For Uhler, each one of Eureka California’s albums evokes memories of past hardships. Roadrunners, she says, came after a bumpy ride with a dreadful work situation, health problems, and, overall, a troubled mind.

“In each album, we’re going through long-term difficult situations. In this album, for me, it was this job that I had that was really bad. I had health problems because of it. Thinking about the songs on this record and the practices we had leading up to the recording session, sometimes it was really hard to feel creative, or even to feel like playing. We couldn’t tour too much because I wasn’t able to physically be in a car,” Uhler says.

While each Eureka California record takes the band to a different place in their pasts, the ages of songs on Roadrunner, Uhler says, span anywhere from the duo’s birth almost ten years ago, to the very date they were recorded. From “Perfect Grammar,” which is a developed version of a song Ward had written back when the band first arose, to “JJT,” a piece Uhler wrote about hard times in Athens.

“Except for maybe our first one [‘MKUltra’], all the songs keep coming from different time periods in our band. The oldest one, [‘Old Grammar’], is ten years old almost, and our newest one we finished up while we were in the studio,” Uhler says.

“[JJT] that was about this horrible job I had, and about how we lived in the poorest county in Georgia, one of the poorest in America, with one of the greatest income discrepancies, and everyone here, all the artists here, are struggling because there aren’t secure jobs that pay fair wages […] even when I worked full time, it wasn’t really full time, and there was no security. I feel like I’ve been dealing with problems like that my whole life,” she says.

While both Ward and Uhler work to make ends meet, there is little time nor energy left to squander on creating an identity for their music to follow. Instead, they prefer to allow an identity to follow their music. Be it their style as a band, their lyrics, or the instrumentation of their songs, the pair is committed above all else to a sense of authenticity in their work. The goal, Ward says, is not to write the perfect song, but rather, the one that is most true to who they are.

“Honesty in our songs is the biggest thing. Who we are on stage is the same thing as who we are off stage. We both work all the time and have jobs to support ourselves, and then do the band when we can, so our songs are always grounded in reality,” Ward says.

Having no two albums alike, no two songs alike, and no two years alike, Eureka California writes, performs, and records only what comes to them naturally. In anything from basement shows in New Jersey, to touring England, it can be said that the duo appreciates the integrity of their sound more than the size of the stage from which it is created.

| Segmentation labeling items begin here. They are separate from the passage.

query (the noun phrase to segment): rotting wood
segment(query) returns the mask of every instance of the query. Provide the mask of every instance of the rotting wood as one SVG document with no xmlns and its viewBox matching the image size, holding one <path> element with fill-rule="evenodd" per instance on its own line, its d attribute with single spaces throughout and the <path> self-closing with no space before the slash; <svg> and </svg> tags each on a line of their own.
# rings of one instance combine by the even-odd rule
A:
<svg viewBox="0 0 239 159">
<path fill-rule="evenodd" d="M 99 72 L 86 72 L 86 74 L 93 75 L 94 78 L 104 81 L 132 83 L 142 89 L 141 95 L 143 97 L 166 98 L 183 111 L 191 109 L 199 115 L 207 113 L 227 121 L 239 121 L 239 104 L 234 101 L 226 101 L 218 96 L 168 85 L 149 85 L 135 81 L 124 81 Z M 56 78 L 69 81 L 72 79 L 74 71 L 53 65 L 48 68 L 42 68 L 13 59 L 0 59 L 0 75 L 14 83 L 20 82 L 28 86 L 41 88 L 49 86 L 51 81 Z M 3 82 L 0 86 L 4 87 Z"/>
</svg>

Looking forward, neither Ward nor Uhler has a specific vision of where they would like to see the band go. Discussing future aspirations, the duo held and shared only one clear intention: to continue to be Eureka California – nothing more, nothing less.

“I just want to grow as a musician, naturally. Just by continuing to play, and playing shows, and listening to more music. I think that the whole nature of this band is to just keep saying: This is what it sounds like when we play music together,” Uhler says.